Contributed by Ben Wilson
Australia burns and Scott Morrison treats those who a are suffering with the greatest of disrespect. He comes across as uncaring. Instead of being there, offering whatever it takes to help people through the dark times, as one would expect of a real leader, a visible lack of concern is being showed.
It doesn’t stop here. The firefighters putting themselves on the line and get contempt, instead of praise for their tremendous effort to save lives and property.
Some of them have been raising their voices. Last month, a group of former emergency chiefs in Queensland and NSW came out publicly, to state the connection between drought, the bushfires and the climate crisis.
They are now urning in every state of Australia and the response has not changed much. More than 680 homes have been destroyed so far. Agriculture has been seriously disrupted, local economies face very hard times ahead, and forecasters pedict a major heatwave.
This is not just about Scott Morrison. He is a personification of a government and a political class moving to where it would have been unthinkable a few years ago. This is a class living apart from the rest of Australia, knows very little about it, and doesn’t want to know anyway.
Its obsession is with its own narrow field of interests. These are running Australia as its own corporation, using other people as resources to the used or discarded, instead of treating them as human beings, and bringing this in as the way to run government.
The model fits into the dogmatic cutting of all possible costs and the budget surplus. Everything the government does is within the limits set by this, and opening political opportunism. There’s no room for sentimentality and compassion here.

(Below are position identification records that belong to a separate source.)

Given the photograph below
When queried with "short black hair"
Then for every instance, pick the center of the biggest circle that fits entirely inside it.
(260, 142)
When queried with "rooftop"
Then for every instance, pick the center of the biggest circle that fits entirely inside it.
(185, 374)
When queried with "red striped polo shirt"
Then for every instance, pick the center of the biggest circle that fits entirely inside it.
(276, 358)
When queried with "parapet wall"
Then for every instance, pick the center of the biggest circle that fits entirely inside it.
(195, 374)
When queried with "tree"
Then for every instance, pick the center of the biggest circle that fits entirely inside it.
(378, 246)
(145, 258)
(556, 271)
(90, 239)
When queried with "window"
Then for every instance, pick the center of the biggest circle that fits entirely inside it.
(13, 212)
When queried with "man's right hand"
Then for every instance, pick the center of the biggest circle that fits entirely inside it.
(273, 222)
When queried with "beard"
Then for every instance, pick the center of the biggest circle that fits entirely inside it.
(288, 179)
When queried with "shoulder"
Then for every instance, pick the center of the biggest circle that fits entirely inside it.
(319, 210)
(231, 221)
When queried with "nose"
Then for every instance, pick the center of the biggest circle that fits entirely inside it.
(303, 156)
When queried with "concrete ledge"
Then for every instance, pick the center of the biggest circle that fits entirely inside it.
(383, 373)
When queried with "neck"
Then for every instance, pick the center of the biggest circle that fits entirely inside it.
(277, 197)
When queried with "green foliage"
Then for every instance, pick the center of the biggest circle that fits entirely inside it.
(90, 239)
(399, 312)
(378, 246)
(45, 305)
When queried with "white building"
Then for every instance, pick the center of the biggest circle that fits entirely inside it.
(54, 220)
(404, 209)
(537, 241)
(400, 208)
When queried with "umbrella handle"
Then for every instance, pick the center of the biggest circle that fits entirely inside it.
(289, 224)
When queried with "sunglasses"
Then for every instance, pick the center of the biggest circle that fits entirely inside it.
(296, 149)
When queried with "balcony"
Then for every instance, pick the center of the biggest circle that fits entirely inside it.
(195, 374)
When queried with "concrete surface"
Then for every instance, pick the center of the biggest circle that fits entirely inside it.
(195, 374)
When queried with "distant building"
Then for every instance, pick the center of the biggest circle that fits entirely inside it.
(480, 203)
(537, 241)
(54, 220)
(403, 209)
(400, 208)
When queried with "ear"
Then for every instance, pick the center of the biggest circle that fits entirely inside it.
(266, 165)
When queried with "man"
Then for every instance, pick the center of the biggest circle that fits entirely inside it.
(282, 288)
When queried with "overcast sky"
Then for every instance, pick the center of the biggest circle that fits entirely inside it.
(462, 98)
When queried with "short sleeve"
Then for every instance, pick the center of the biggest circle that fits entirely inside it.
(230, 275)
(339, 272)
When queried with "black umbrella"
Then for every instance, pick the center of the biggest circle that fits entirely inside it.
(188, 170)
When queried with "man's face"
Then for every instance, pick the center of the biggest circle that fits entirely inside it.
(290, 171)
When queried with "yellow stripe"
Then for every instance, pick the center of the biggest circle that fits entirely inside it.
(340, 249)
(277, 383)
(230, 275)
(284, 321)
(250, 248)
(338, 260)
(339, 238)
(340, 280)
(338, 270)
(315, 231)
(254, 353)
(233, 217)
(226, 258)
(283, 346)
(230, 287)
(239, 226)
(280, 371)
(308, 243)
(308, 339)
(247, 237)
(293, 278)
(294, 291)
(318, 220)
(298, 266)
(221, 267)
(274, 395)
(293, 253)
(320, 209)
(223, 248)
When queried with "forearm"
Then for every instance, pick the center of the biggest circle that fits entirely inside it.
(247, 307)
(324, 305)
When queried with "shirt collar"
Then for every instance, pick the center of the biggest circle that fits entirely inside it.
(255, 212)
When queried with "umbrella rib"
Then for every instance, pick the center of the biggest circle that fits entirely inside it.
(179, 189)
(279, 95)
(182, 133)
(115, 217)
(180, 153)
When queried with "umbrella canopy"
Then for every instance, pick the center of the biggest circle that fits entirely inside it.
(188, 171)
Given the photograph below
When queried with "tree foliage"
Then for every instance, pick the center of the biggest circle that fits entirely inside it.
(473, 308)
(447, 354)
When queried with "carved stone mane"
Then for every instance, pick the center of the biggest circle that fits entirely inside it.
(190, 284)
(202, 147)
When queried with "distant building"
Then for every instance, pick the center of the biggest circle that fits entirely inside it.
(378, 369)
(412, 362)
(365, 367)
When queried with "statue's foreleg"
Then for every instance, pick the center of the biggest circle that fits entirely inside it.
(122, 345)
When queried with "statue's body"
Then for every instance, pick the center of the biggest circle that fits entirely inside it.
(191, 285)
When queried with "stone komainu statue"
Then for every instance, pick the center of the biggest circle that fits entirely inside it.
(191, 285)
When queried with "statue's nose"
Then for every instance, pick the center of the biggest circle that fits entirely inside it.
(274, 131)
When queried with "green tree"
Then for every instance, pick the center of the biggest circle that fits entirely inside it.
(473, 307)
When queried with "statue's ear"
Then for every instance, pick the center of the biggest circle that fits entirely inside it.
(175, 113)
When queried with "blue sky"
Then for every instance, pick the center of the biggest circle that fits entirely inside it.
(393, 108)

Government is not a corporation though. It is too complex for this. Government boils down to a social contract between the competing demands of a society. Break this and the consensus starts to fall apar, and this is exactly what is going on.
The mishandling of the bushfires and the reaction to this, is the starkest representation of this problem today, contributing to the growing distrust of the political system.
Caught between the corporate style and the reaction to it, back in October, the Morrison government decided syave off criticism of its handlingof the drought by handing over $1.6 billion supposed to go to the disabled through the NDIS for drought relief.
It failed to gain political capital. It was to transparently obvious, and counter to the human values most Australians believe are important.
The Morrison government did not only try to deny the connection between the drought, the bushfires though October and November. It went one further, to do all it could to block mention of this inconvenient truth.
The strategy proved to be foolish, and the consequence of being locked into a narrow and sectarian view of the world and the business of government.
Affected individuals and communities are angry at being let down. That many of those who are suffering are part of the Coalition’s pollical base hasn’t made any difference. They still find their pleas for more help are falling on deaf ears.
Threatened by the strength of the negative reaction, Morrison has had to finally admit, although grudgingly, that there is a connection between the fires and global warming.
Local individuals and communities are focused on fighting the fires and staying alive for now. But it is inevitable that there will emerge the beginnings of an organised fight for some changes.
Emergency Leaders for Climate Action has come into existence. The group has taken on the task of organising a bushfire crisis summit for next March. It will involve fire service workers, Indigenous people, the military, the insurance industry and local governments. The Prime Minister will be invited to attend and support the goal of building a fire management plan to meet the new situation.